There is this exercise you can do for Agile/Lean estimation where you run a multi stage beer store by passing only order quantity notes up and down a chain.
The intent is to trick the participants into a whiplash effect where the retail store has a one off jump and so orders bigger than normal, and the whole supply chain then gets excited and thinks this is the new normal rather than an anomaly.
The exercise ends and the excess beer in the chain is counted.
You are not wrong, but remember that they only employ like 40-50 people. Even if the playerbase goes down to 10% of what it is that's still not a lot of people.
From what I’ve read about their Daily Active Users they’re going to be overstaffed soon.

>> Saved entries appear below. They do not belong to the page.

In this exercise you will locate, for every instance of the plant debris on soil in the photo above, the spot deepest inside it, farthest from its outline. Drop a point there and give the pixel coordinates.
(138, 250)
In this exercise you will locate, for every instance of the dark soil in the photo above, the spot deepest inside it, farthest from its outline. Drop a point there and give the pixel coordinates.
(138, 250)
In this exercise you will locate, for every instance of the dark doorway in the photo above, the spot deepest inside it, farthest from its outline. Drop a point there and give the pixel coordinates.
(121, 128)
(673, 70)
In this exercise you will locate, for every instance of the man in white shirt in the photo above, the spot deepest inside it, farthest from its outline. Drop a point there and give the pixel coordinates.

No hate but they exploded and when things settle they might not need as much staff.
Thoughts?
There's something called "Brook's Law" that basically observes that a software project which onboards more developers in order to catch up will fall further behind. I hope they're careful about how they allocate new developers or they'll end up doing a year of onboarding, rewriting core code, and have no meaningful updates for 6-12 months. I know they have the resources to spare, and that scenario worked out okay for Valheim, but I hope the game doesn't lose momentum because they overhire or don't allocate enough senior devs to continue feature development while they catch the new devs up to speed.
Edit to add: I don't think it actually matters in this instance if they don't have a large player base by the time the game is feature complete. They don't have continuous revenue streams like a live service game, so hiring more devs is ultimately just about making sure they have enough talent to make good on their early access promises. The company could probably dissolve tomorrow and all the staff could live the rest of their lives in luxury never working again. It'd be a dick move, but they already sold an insane number of copies.
They don't have continuous revenue streams like a live service
Yet. The game seems extremely easy to monetize, up to them how evil they go. To be successful longterm (if thats something they even want) they will need to add more content first but they could cash in in so many ways. Dlc, selling servers, cosmetics or more nefarious stuff lkke boosters to speed up mechanics, pals that take huge grinds without payments. It would be very easy to do.
This is how it happens. If they dont staff to meet the demand the game suffers and dies out, if they do in a few years when the player base falls off and they announce layoffs everyone makes the shocked Pikachu face.
Live service games really did a number on people. Why does it matter if people stop playing Palworld between now and when those new people they hire can produce the things they're hired for?
I'm taking my conversation-level Japanese courses this year and have been looking to land a dev job in Japan. From the sound of it, I'd like working for Pocket Pair a lot. But then again, most companies make their employment sound fantastic...
Haha, yeah, I'm familiar with the work culture in Japan. I've heard from other developers currently working there that it's much better working for newer and/or international companies.